On my way out of the Panteon, I encountered two policemen–one of whom spoke enough English not to be frightened by my Spanish. Were there people who hired out to clear graves? I asked. They accompanied me back to the far lower end of the graveyard, saw the plot, located a man. We negotiated a price. Be back in one hour he said. One hour? Surely it would take longer than this! But he said many men would make fast work of it, and to return in an hour and a half.
I drove quickly home and when I returned, it was with garbage bags full of aloe plants and sun rose vines I’d trimmed from my garden. Trowels, diggers, candles, matches, a bottle of Bohemia beer (which I’m sure someone has pilfered and drunk by now), a can of Coke. One the way down the hill I stopped at our little market and bought the last loaf of “Dead Bread” (Yes, they really do call it this.)
This time, I parked by the lower entrance to the Panteon, wending my way with three large bags among vendors selling pizza, boiled peanuts, stir-fried garbanzos, cheap plastic toys, candles, flowers, ice cream, Cokes, beers. I looked for the white crypt one of the policemen had pointed out for me to use as a guide in finding the graves, but I had walked right by them when a woman stopped me and turned me around to look at the spot I’d just passed. There was no way I would have recognized it as “my” spot. This is what I saw (minus the plants, candles and offerings. I was so stunned by the difference, I forgot to take a picture until after I’d done my simple decorations.):
The decorations are sparse, perhaps laughable to those who have decorated the resting places of loved ones that surround these three graves. But hopefully the aloe will survive and spread, even without watering. Perhaps the sun roses scattered between them and around the edges and draped over the headstones will take hold and so when I return, I will be able to plant something more colorful.
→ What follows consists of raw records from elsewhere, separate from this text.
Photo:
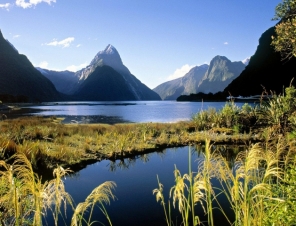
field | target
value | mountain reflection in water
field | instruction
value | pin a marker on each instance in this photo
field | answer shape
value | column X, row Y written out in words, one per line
column 136, row 178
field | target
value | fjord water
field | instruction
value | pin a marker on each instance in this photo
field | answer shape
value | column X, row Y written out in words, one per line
column 124, row 111
column 136, row 178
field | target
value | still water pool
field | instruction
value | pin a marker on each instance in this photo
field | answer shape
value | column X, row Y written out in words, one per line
column 136, row 178
column 123, row 111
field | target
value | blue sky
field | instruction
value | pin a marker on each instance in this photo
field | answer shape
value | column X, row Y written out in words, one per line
column 157, row 39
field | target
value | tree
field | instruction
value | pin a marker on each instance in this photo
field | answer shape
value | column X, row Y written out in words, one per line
column 285, row 39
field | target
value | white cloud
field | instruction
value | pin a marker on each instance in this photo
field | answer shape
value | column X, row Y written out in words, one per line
column 180, row 72
column 5, row 6
column 75, row 68
column 43, row 64
column 65, row 43
column 28, row 4
column 246, row 61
The two policemen returned and posed for me:
Did I pay $……..pesos, they asked, mentioning a sum 5 times what I actually paid. No doubt they were expecting their cut from the men who had cleared the brush from the grave. “No, I paid $……..,” I told them, quoting the price they had heard me offer. It was twice the minimum wage for a full day’s labor–not only a fair price, but a generous one. They nodded their heads and strolled off to other regions, as did I, feeling a little more connected to this country where I’ve lived for 14 years. Yes, I know there are living people here who need my help more than these gringos dead for most of my life, but doing a small thing to honor their memory takes nothing from anyone else. There is still enough for the living, even after spending a bit of effort and a few pesos on the dead. And after all, we have just spent the past three days immersed in the celebration of death. Why not honor it with my actions as well?